We employed additional statistical tools to examine the association between specific markers and mortality. Based on the ROC and AUC analysis, the predictive accuracy of albumin, basophil, and albumin*basophil was deemed acceptable. Generally, an AUC value between 0.7 and 0.8 is considered acceptable. The AUC values for these three markers ranged from 71.8 to 76.2, with all corresponding P-values being statistically significant. We also identified a clear linear correlation between proportional HRs and the markers. The threshold values for albumin, basophil, and albumin*basophil were 4.35, 0.6, and 2.98, respectively.
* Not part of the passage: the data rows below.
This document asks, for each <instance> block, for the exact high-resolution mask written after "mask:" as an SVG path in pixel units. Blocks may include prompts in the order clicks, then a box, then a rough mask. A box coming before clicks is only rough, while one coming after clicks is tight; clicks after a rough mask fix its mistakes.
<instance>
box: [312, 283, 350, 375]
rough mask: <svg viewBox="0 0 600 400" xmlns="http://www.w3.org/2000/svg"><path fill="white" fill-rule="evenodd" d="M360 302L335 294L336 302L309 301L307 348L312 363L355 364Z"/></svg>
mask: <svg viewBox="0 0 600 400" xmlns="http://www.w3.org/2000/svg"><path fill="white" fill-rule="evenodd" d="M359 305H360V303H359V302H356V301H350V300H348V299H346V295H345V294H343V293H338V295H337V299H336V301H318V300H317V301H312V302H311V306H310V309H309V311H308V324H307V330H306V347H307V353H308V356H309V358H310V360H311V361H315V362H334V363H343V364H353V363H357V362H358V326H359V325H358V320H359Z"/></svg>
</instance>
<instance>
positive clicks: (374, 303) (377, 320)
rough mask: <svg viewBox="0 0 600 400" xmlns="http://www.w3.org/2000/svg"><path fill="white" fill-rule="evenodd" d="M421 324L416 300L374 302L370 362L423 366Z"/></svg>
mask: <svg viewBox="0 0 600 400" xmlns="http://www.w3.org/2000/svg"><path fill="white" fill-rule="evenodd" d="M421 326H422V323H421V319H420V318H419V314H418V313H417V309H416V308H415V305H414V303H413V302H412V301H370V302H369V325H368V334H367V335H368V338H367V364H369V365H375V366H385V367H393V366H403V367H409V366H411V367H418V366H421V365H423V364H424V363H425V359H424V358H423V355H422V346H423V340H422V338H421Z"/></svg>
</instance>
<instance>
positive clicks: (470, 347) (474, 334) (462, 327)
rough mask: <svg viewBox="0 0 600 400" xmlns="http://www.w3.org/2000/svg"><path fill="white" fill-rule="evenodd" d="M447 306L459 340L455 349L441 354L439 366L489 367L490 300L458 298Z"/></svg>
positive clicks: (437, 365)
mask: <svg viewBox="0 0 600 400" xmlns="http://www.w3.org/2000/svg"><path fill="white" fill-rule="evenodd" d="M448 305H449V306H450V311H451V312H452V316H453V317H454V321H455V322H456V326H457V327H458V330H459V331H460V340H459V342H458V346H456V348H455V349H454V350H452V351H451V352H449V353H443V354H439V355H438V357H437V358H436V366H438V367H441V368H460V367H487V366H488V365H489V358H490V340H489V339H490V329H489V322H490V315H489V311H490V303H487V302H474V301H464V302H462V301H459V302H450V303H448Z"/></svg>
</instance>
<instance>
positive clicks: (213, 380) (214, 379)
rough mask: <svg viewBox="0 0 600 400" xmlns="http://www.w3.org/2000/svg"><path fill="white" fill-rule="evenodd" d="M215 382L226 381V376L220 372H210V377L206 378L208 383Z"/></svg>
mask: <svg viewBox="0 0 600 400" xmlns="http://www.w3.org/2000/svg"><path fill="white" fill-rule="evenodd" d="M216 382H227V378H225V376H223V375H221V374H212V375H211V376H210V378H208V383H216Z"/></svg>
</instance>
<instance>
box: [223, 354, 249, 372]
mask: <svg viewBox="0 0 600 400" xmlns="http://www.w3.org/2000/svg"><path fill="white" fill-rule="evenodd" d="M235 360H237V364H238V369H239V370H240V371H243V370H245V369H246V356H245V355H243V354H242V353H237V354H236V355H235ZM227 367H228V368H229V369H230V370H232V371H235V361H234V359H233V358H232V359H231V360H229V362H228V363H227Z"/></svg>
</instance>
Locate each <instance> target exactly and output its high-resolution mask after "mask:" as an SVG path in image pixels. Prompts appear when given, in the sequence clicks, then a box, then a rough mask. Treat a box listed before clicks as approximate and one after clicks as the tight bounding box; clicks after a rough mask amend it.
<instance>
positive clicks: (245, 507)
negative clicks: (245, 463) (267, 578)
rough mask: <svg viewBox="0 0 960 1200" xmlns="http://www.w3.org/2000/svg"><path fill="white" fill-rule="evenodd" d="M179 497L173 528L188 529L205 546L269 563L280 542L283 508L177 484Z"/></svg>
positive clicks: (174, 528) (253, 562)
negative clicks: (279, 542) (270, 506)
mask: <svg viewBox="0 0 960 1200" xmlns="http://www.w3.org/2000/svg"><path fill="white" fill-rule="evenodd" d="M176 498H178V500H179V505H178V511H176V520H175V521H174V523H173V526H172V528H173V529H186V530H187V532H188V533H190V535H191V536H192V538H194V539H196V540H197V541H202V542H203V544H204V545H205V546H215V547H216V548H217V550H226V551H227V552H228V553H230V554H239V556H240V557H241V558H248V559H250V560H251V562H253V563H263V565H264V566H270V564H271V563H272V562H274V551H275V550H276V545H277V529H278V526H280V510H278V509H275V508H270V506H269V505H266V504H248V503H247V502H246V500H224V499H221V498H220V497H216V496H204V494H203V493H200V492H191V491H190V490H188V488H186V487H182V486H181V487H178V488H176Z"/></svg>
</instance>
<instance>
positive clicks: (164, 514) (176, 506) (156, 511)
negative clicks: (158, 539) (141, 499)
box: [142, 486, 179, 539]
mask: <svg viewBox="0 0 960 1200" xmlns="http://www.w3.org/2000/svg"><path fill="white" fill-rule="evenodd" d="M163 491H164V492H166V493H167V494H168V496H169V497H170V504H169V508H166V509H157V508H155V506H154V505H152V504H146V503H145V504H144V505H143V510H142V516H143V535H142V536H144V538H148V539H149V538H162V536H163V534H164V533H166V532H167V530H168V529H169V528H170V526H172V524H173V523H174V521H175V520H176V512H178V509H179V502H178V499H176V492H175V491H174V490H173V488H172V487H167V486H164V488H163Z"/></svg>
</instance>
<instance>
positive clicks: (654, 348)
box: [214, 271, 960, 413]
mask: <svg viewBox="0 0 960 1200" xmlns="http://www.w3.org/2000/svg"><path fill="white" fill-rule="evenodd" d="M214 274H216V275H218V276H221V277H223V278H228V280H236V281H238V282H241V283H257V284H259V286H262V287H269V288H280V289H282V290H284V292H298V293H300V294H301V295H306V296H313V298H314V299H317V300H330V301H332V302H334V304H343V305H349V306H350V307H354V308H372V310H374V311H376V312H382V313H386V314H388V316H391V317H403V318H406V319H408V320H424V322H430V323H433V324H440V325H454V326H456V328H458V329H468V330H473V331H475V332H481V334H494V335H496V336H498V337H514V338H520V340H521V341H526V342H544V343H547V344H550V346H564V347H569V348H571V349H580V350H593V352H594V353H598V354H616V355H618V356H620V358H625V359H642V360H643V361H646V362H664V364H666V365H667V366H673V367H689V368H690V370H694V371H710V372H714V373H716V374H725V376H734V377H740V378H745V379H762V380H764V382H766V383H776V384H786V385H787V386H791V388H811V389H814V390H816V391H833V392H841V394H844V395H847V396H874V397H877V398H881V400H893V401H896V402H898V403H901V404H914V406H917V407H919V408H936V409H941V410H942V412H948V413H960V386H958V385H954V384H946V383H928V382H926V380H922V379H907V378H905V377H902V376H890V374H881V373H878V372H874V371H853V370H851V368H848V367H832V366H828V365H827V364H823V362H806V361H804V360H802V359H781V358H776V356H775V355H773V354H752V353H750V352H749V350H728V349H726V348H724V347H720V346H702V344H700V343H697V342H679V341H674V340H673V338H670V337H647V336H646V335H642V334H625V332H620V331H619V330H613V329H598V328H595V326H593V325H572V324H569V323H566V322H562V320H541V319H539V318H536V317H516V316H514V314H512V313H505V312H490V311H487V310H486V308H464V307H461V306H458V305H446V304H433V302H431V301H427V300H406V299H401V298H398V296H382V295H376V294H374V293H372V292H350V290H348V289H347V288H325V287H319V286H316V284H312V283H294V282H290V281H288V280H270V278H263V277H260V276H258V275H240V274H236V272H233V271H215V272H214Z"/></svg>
This indicates that patients with COPD and albumin levels above 4.35 g/dL exhibit a lower mortality rate than those with levels at or below 4.35 g/dL. Lower marker levels are associated with higher mortality rates, whereas higher marker levels correspond to lower mortality rates.

We adjusted many parameters that are well-established factors affecting survival in COPD. Age and sex are inherited factors that influence the prognosis of COPD38. Patients with COPD and a history of TB and low BMI generally exhibit a poor prognosis3940. Low lung function, severe symptoms, limited exercise capacity, and a history of COPD exacerbations are also well-established predictive factors for mortality in COPD38. Additionally, the CCI is a strong predictive factor of mortality2930. This study accounted for these parameters to eliminate their confounding effects on mortality. After adjustment, we confirmed that albumin and basophil levels are independent mortality predictors.

Many predictive factors for mortality in COPD exist. However, many of these are inherited, heavily influenced by the patient’s subjective assessment, or require patient cooperation. In contrast, serologic and blood markers are objective parameters that can be measured with high precision using specialized equipment. These tests can be performed at any time, even in cases where patient cooperation is limited or the patient is mentally unstable. By simply measuring blood levels of albumin and basophils, we can predict 10-year mortality rates. We also used albumin*basophil as a predictive factor. This variable is not generated based on the pathophysiological relationship between the two values. It’s artificially created variable to define whether it serves as a better predictor of mortality. However, we speculated this new variable might represent systemic catabolic and chronic inflammatory burden.These prognostic predictions could provide significant clinical value in treating and educating patients with COPD.

This study has some limitations. First, several parameters—including CCI, history of exacerbations, and exercise capacity—had substantial missing data. We performed multiple imputation analyses to address this limitation. Second, we obtained blood samples only once at the time of enrollment. Repeated sampling may provide additional insights. Third, we analyzed all-cause mortality rather than COPD-specific mortality. Fourth, we could not adjust for medication history, which may affect COPD prognosis, due to variability in drug type, dosage, and duration. Fifth, AUCs (0.72–0.76) indicate acceptable yet modest discrimination suggesting potential benefit to find out multi-marker panel to improve predictive performance. Finally, further studies are needed to determine mechanism how basophil affect COPD mortality and whether supplementation with albumin or basophil-stimulating therapies could improve mortality outcomes. In addition, external validation in an independent COPD cohort will be helpful to confirm generalizability of potential roles of these biomarkers.

Conclusions

In conclusion, this large COPD cohort study in Korea employed multiple statistical tools and found that low serum albumin and blood basophil levels can be independent predictive factors for 10-year mortality in COPD patients.